Più volte s’agirò il monte intorno,
     Né saetta né corde ci valea
     Che prender si potesse lo liocorno.15
Fior Curiale, che d’ira dentro ardea,
     L’altra Fior1 prese, e vestilla di bianco,
     E disse: — fa che tu in sul monte stea
Sanza paura, e con aspecto franco
     Con questa fune lega l’animale,20
     Che verrà a tte quando sarà stanco.
Né dubitar di lui, ché non fa male
     Per tempo alcuno ad alcuna pulcella,
     Ma stassi con lei, tanto glie ne cale2 — .
Salivi Fior, sì come disse quella,25
     E, per ispatio lungo lui cacciato,
     Quivi aspectò tanto che venne ad ella.
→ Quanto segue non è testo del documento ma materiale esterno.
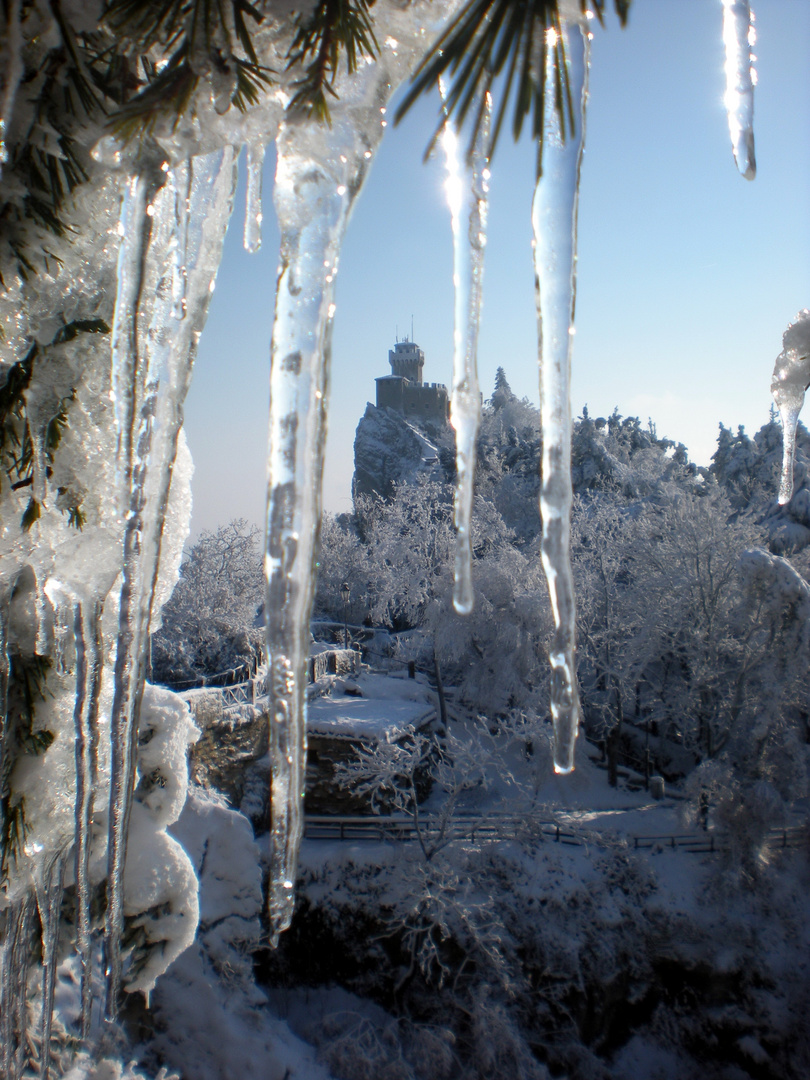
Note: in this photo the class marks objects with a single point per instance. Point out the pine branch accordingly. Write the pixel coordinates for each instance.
(335, 28)
(493, 38)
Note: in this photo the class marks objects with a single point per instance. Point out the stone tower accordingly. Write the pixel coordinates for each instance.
(407, 361)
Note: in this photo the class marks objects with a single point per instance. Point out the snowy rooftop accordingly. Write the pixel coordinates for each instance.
(376, 706)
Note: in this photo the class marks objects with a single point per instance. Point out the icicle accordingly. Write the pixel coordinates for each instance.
(14, 956)
(14, 71)
(554, 224)
(49, 903)
(739, 37)
(253, 202)
(790, 381)
(179, 241)
(158, 360)
(468, 191)
(319, 173)
(135, 227)
(89, 664)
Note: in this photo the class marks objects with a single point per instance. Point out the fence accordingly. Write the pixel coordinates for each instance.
(471, 826)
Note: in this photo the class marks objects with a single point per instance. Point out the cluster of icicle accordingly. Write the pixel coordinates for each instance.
(790, 382)
(173, 219)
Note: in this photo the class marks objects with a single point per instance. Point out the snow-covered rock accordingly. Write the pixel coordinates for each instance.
(390, 450)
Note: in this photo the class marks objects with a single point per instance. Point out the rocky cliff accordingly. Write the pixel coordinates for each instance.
(390, 450)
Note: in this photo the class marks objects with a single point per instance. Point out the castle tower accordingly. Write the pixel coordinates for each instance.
(407, 361)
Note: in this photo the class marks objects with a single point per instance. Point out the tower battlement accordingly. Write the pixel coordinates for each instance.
(404, 390)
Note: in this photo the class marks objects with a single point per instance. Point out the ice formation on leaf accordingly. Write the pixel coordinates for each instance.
(739, 37)
(554, 225)
(152, 359)
(790, 381)
(468, 190)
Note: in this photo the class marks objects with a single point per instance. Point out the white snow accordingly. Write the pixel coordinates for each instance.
(387, 709)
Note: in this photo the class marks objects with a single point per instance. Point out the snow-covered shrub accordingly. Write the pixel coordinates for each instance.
(208, 626)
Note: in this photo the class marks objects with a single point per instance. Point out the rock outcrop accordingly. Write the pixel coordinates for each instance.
(391, 450)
Temecte quella prima, fin ch’allato


  1. La Canovara.
  2. Questa favolosa credenza sul liocorno era diffusissima nel medio evo, e se ne potrebbero addurre innumerevoli testimonianze. Per tenermi ad una sola, riprodurrò quel che dell’‘unicorno’ si dice nel Bestiario toscano: ‘sua propria natura si è che, quando elli vede una pulcella virgene, sì li vene sì grande vilimento della virginitade, che se lli adormenta a piede, e in questa maniera lo prende lo cacciatore e occide’ (edizione Mackenzie-Garver, negli Studj romanzi pubbl. dalla Società Filologica Romana, VIII, p. 41; la stampa à ulimento in luogo di vilimento, ch’è indicato in nota come variante del cod. Chigiano). Questa ‘proprietà’ del liocorno servì, com’è noto, di paragone nella poesia d’amore; così Pallamidesse di Firenze: ‘... Fa come a la donzella, Ch’à l’unicorno preso, Ch’en sua ballia è auciso Ed e’ more per ella’ (Monaci, Crestomazia ital., n. 84, 43-46); Chiaro Davanzati: ‘Come lo lunicorno che si prende A la donzella per verginitate’ (ivi, n. 111, I, 1); il Mare amoroso: ‘et nolli fa male, Sichome l’unichorno a la pulzella’ (ivi, 112, 24-25); ecc.